Prologue
De l’eau suintait sur les murs de pierre noirs. Le cercle au sol était tracé à l’aide d’un liquide rouge et d’une poudre blanche. Cinq personnes encapuchonnées étaient placées autour. Ma mère, grande ombre noire derrière mon dos, me poussait à avancer.
Du haut de mes dix ans, je regardais ces géants inquiétants me toiser. Mon sang battait dans mes tempes, assourdissant mes pas sur les dalles glacées. La robe que je portais, échancrée dans le dos, ne me gardait que peu du froid. Ma gorge se nouait un peu plus à chaque pas. Seule la lumière des torches combattait vainement les ténèbres. Tout était noir dans cet endroit.
— S’il vous plait, suppliai-je ma mère d’une petite voix fluette, je ne veux pas y aller.
— Vous devez y aller, trancha cette dernière avec aplomb.
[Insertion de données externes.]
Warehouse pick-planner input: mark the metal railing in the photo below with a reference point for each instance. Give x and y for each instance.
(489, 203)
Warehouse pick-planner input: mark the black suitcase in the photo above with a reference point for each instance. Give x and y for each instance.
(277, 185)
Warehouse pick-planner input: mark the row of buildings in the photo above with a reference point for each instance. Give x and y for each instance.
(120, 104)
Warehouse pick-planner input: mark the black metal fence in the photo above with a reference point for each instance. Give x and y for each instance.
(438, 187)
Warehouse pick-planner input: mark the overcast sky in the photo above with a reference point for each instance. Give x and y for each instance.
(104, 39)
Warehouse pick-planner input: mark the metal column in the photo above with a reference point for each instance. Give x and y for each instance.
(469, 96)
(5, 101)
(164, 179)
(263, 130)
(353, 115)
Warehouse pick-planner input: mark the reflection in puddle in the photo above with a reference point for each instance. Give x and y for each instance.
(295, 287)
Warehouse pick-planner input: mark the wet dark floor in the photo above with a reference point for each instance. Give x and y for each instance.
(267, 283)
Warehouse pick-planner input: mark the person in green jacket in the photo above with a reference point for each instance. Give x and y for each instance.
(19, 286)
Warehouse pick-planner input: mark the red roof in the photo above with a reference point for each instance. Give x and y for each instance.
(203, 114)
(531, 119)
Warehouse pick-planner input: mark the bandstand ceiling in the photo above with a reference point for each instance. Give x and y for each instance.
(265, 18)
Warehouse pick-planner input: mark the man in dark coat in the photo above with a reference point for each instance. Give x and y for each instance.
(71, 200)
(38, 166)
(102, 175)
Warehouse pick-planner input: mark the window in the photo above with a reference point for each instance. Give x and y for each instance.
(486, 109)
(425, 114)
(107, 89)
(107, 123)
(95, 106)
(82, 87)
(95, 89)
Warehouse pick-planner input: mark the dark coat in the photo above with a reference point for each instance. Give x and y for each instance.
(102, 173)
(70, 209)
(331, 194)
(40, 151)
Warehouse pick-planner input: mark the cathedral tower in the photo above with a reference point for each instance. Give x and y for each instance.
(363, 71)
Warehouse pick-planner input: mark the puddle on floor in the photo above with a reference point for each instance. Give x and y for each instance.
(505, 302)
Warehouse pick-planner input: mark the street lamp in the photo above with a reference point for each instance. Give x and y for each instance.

Il en va de votre sécurité et de votre avenir.
Elle me fit avancer sans considération pour mes objections, puis me guida vers le cercle. Il brillait étrangement à la lueur des torches. Les cinq personnes ne remuèrent pas un cil pour m’aider à passer. Ma mère m’avait expliqué la procédure. Elle attendait de moi que je l’exécute à la perfection.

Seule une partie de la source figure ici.